Sabine forgot where I was born. Not immediately — the ingestion worked fine. But when I asked her weeks later, she couldn't retrieve it. The memory was there. The embedding just didn't make the cut.

The Problem: Atomic Facts Don't Embed Well

Our biographical ingest was doing exactly what I told it to: breaking down personal history into atomic, verifiable assertions. "Subject was born in Peoria." "Subject attended University of Minnesota." Clean. Structured. Useless.

The issue: when you convert a five-word sentence into a vector embedding, you get a noisy signal. When Sabine later searched her memory for "Where was Ryan born?", the cosine similarity between the query and "Subject was born in Peoria" scored below our 0.6 threshold. The memory existed but was effectively invisible.

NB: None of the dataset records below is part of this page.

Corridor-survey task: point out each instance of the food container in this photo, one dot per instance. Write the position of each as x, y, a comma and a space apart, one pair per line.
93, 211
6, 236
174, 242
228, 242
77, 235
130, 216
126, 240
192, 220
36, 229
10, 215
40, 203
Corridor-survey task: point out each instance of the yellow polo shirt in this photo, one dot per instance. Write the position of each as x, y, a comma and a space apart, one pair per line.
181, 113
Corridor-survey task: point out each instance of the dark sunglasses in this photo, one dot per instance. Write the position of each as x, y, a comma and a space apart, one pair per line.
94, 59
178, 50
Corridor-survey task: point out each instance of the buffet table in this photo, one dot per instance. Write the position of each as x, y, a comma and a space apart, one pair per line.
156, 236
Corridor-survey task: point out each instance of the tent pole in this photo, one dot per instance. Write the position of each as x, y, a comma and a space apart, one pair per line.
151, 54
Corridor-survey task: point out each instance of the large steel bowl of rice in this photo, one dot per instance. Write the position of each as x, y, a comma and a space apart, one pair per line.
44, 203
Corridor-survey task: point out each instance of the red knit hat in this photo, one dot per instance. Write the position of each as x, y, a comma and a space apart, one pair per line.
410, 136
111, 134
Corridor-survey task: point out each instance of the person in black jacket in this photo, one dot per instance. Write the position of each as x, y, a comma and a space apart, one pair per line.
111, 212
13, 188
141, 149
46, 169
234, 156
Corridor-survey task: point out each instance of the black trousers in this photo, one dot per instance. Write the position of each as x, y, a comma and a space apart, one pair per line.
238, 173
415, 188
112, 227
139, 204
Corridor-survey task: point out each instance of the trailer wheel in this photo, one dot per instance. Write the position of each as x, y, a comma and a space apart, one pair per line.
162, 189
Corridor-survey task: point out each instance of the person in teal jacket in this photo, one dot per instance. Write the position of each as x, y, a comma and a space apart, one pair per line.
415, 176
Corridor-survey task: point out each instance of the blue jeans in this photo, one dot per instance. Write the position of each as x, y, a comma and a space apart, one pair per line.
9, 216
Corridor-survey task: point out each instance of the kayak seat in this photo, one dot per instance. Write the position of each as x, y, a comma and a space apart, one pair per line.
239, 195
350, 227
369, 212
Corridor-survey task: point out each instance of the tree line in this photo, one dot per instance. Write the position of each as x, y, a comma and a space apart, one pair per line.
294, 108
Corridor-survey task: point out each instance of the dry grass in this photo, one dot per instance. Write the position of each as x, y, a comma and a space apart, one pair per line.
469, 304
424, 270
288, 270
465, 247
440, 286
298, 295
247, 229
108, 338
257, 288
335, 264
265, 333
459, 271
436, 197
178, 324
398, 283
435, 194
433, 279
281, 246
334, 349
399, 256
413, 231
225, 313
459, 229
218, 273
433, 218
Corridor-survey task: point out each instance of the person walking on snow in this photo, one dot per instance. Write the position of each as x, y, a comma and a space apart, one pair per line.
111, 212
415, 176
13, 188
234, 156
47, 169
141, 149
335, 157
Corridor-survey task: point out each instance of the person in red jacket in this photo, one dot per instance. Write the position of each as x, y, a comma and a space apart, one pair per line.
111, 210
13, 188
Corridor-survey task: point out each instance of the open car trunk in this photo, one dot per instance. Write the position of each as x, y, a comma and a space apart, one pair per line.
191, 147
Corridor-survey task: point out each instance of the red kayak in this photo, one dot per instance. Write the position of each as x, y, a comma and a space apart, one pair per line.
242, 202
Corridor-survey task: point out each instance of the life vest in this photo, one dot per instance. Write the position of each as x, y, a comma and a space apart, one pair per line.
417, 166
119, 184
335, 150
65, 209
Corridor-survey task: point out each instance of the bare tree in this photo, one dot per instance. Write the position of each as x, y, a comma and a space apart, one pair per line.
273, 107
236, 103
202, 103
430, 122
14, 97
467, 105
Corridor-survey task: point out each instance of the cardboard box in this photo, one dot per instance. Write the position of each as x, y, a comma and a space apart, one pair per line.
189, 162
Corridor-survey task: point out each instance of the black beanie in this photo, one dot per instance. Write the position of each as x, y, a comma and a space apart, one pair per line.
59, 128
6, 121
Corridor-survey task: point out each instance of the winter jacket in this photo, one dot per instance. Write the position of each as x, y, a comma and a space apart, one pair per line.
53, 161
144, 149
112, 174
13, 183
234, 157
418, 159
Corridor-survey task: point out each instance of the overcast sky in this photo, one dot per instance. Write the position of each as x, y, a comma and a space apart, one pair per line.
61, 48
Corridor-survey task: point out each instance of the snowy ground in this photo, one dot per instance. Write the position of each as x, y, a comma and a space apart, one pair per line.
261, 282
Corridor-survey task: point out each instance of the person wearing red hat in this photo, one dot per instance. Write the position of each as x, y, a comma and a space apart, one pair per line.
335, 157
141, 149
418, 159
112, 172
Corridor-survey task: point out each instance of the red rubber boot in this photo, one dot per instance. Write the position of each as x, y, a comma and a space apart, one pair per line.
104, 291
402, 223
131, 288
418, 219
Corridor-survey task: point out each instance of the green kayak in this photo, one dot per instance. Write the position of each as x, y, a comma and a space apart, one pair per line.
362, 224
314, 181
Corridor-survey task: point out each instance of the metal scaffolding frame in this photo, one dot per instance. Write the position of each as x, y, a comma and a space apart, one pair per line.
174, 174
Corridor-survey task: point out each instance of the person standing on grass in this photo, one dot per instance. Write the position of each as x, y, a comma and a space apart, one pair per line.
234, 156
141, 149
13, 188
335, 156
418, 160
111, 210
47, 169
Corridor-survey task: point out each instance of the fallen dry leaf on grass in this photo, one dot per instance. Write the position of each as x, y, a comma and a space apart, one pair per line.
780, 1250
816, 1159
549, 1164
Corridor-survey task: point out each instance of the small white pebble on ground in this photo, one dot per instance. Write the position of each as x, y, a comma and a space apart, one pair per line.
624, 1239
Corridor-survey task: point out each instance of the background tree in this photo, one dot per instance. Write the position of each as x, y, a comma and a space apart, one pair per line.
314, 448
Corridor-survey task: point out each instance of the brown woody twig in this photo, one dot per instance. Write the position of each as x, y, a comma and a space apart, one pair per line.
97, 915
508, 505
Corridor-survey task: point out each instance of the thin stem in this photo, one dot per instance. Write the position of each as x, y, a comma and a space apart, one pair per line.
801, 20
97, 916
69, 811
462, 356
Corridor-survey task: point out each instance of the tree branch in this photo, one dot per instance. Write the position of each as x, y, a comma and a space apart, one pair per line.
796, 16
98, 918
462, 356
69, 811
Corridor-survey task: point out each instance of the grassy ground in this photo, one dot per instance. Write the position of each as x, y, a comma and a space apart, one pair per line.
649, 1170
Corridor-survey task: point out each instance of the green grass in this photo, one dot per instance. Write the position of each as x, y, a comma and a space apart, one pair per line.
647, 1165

The Fix: Group Facts Into Narrative Chunks

We shifted from atomic assertions to grouped narrative memories. Instead of storing "Subject was born in Peoria" as a standalone fact, we now cluster related biographical details into coherent paragraphs: "Ryan was born in Peoria, Illinois in 1985. He grew up in Minnesota and attended the University of Minnesota, where he studied computer science."

Longer text produces richer embeddings. The vector representation of a narrative chunk captures semantic relationships between facts, giving retrieval queries more surface area to match against. The same question now consistently scores above 0.7 similarity.

The Trade-Off

We lost some precision. If you ask Sabine to verify a specific fact, she now returns a paragraph instead of a single assertion. That's fine for a personal assistant. It would be a problem for a fact-checking system. Engineering is choosing which problems to have.

What's Next

This fix ships today in Sabine. The broader lesson applies across Strug Works: retrieval thresholds matter more than embedding model selection, and context usually beats precision for human-facing systems. We're applying this same grouping strategy to project memory and conversation history ingestion.

Sabine now remembers where I was born. Small win. Learned the hard way.